ダンショクカ…もちろん、誰に恥じることのない腐女子の私が、この言葉の意味を知らない訳はない。

前世での歴史ものとか純文学で何度となく目にしてきた言葉だが、他ならぬルードの口からこの言葉が飛び出してきたので、私は飲んでいた紅茶を吹き出しかけた。


ごほん…と大き目の咳払いをしてから私は答えた。

「もちろんだよ。十年以上の付き合いの幼馴染だからね」

にっこりと笑いかけるとルードは

「そうか…そうだよな」

と、なんだか居心地悪そうにごにょごにょと言った。

ルードはゲーム通りのデフォルトなはずなのに、なんでこんなことをいきなり言い出したんだろう?と不思議に思ったので、

「何?何かあったの?」

と、ちょっとわくわくしながら聞いてみた。

するとルードは意を決したように

「…実は、殿下はハリエット様とご結婚なさることになっても、夜の営みができないかもしれない…と、そう仰っていたのだ」

え、ルイスってばそーゆー話してたんだ?

まぁ私は中身女子だから、そういう関係の話はしづらかったのかも…と思ってたら、

「なので、私を殿下の夜伽の練習台になさっては、と提案してみたのだ」

ルードのその言葉に、今度こそ私は盛大に紅茶を吹き出してしまった。

「きみ…行儀が悪いぞ。

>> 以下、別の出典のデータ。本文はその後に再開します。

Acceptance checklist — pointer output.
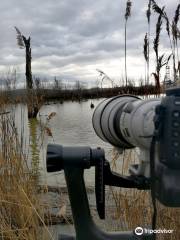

これで拭きたまえ」

と、ルードはきれいなハンカチを差し出してきた。

ごほごほと咳き込みながらも

「あ…ありがと…」

とお礼を言ったんだけど、さらにルードがぶっこんできた。

「だがゴードンが、私より殿下との親交の深いきみ…レイズの方が夜伽の練習台として適役だろうと言って、殿下もそれでご納得なさったのだ」

私はルードに借りたハンカチに、さらに紅茶を吹いた。


「ちょ…待って…なんで僕がいない席でそんな話に…」

と言ったら、ルードは

「あくまでも君の同意を得てからという話だったようだが…その、きみはこのところあの女生徒と懇意にしているだろう?そんな君にそのような役目をさせるのは気の毒だと思ったのだ」

と、気まずそうに言った。

あっ、アンリエッタと私が仲良くなってきてるから、気を使ってくれてるんだ。

ルードっていい奴じゃん?と思っているとルードは

「私なら、殿下の夜伽の練習台になることは、やぶさかではない」

と、きりっとした真面目な顔でそう言った。


え、マジ?!

デフォルトのルードってルイスのこと好きなの?!

ってか、ごく一部にしか需要のなかったルイス×ルードカプってアリなの?!

内心めちゃくちゃ興奮していた私にルードは言った。

「殿下が君をお望みなら仕方ないが、君が殿下の練習台を望まないなら、私がそのお役目を果たそう」

「う、うん…ありがとう。またルイスと話し合ってみるよ」

そう返しつつも、私の脳内ではすでにルイス×ルードの図が出来上がっていた。

ヤバい、ヤバい、リオとめっちゃ話したい。

リオにこのこと伝えなきゃ…!

リオと二人で盛り上がりたいよー!!

 

第3章始まりました~。混乱しつつも話は進んでいきます。